Suhl, Suhla,[2] eine offene Stadt, in der preußischen Provinz Sachsen, im thüringischen Regierungsbezirke. Sie liegt in den Gebirgen des südwestlichen Abhangs des thüringer Waldes an dem Flüßchen Lauter. Es verdankt seine Entstehung wahrscheinlich den Serben, die sich hier wegen der Salzquellen mögen niedergelassen haben; später mag des Orts Flor aus den Bergwerken hervorgegangen seyn, die im 14ten Jahrhunderts entdeckt wurden. Graf Wilhelm VII. von Henneberg ertheilte ihm 1517 einige städtische Vorrechte, und 1527 völlige Stadtgerechtsame. Sie zählt mit 13 Häusern des Linsenhofs 1004 Häuser und 6100 Einwohner. Sie hat die Rechte einer Bergstadt, und als solche ein Bergamt, dem ein Justizamt, eine Superintendentur, ein Rentamt und eine Eisenhütten- und Fabrikinspection. Hauptnahrungszweige der Einwohner sind die Eisen- und Gewehrfabrikation und die Barchentmanufactur. Zur Fertigung des Eisens liefern die hiesigen Gruben, die aus dem Stahlberge bei Schmalkalden und die aus der Gegend von Großkansdorf trefflichen Eisenstein. Die Gewehrfabrik ist alt, und erhielt 1563 vom Grafen Ernst Georg von Henneberg die erste Innung. Es sind jetzt hier fünf Rohrhämmer, sechs Rohrschmieden, und zweiundzwanzig Bohr- und Schleifmühlen. Die Vorzüge der hiesigen Gewehre sind bekannt. Außer ihnen fertigt man noch eine Menge Eisenwaaren, die zum Theil unter dem Titel schmalkalder Waare verkauft werden, z. B. Pulverproben, Lademaße, Jagdhämmer, Flintenkrätzer, Kugelzieher, Fuchseisen und Marderfallen, Zuckerschneider, Zuckerhämmer, Federhacken, Caffee- und Gewürzmühlen, Feuerzeuge und verschiedener Art, Waagen, Schlösser, Leuchter, Schnallen, Bügeleisen, Degen- und Hirschfängergefäße, Petschafte, chirurgische Instrumente u. s. w. Das Eisen wird hier mittelst Blauöfen ausgeschmolzen, und im Frischfeuer verfrischt. Von dem hiesigen Stahl werden jährlich über 7000 Centner verarbeitet. Die Gewehre werden im Beschießhauße von zwei verpflichteten Personen erst mit zwei Schüssen probirt.
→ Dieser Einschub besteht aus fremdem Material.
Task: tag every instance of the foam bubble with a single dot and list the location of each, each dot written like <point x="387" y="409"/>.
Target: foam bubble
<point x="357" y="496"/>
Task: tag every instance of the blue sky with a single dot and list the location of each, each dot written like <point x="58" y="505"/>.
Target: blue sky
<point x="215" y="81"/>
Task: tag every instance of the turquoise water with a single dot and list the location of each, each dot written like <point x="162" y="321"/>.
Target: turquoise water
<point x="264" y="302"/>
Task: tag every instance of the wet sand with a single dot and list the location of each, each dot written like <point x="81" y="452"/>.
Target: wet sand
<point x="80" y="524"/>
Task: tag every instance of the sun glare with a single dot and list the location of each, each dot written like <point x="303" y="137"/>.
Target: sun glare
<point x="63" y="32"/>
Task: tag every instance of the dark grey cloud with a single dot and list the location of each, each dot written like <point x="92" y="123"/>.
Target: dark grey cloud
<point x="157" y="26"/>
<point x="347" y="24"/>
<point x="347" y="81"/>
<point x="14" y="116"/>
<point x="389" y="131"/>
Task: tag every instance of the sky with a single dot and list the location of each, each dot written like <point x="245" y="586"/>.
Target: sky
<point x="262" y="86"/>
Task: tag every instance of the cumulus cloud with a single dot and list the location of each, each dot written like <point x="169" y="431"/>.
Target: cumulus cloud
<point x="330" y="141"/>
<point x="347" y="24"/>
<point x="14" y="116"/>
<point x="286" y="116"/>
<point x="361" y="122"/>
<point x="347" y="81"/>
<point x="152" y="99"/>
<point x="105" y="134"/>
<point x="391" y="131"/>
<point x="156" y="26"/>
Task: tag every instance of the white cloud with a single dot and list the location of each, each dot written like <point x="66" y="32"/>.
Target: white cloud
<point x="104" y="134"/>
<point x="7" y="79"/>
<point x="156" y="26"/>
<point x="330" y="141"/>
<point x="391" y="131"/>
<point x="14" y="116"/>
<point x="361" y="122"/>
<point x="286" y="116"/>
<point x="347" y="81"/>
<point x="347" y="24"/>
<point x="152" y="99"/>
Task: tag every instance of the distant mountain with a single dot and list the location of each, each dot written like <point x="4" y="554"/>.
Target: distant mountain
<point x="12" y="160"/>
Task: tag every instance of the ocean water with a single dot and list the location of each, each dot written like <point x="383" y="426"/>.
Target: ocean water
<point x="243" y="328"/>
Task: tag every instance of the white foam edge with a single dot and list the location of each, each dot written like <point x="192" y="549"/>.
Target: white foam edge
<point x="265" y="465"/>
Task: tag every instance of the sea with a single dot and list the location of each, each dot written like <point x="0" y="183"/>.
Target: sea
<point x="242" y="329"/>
Die Barchentweberei ward im 17ten Jahrhundert hieher gebracht. 1806 zählte man 380 Webermeister und 320 Gesellen, welche mit den hieher arbeitenden Dorfmeistern 64,000 Stück Barchente lieferten. Mehrere Kaufleute treiben damit ansehnlichen Handel. Die Stadt liegt in einer wildromantischen Gegend.


Quellen.[]

  1. Geographisch- Historisch- Statistisches Zeitungs-Lexikon von Wolfgang Jäger, Professor der Geschichte zu Landshut. Landshut, bei Philipp Krüll, Universitätsbuchhändler. 1811.
  2. Conversations-Lexicon oder encyclopädisches Handwörterbuch für gebildete Stände. Stuttgart bei A. F. Macklot. 1816.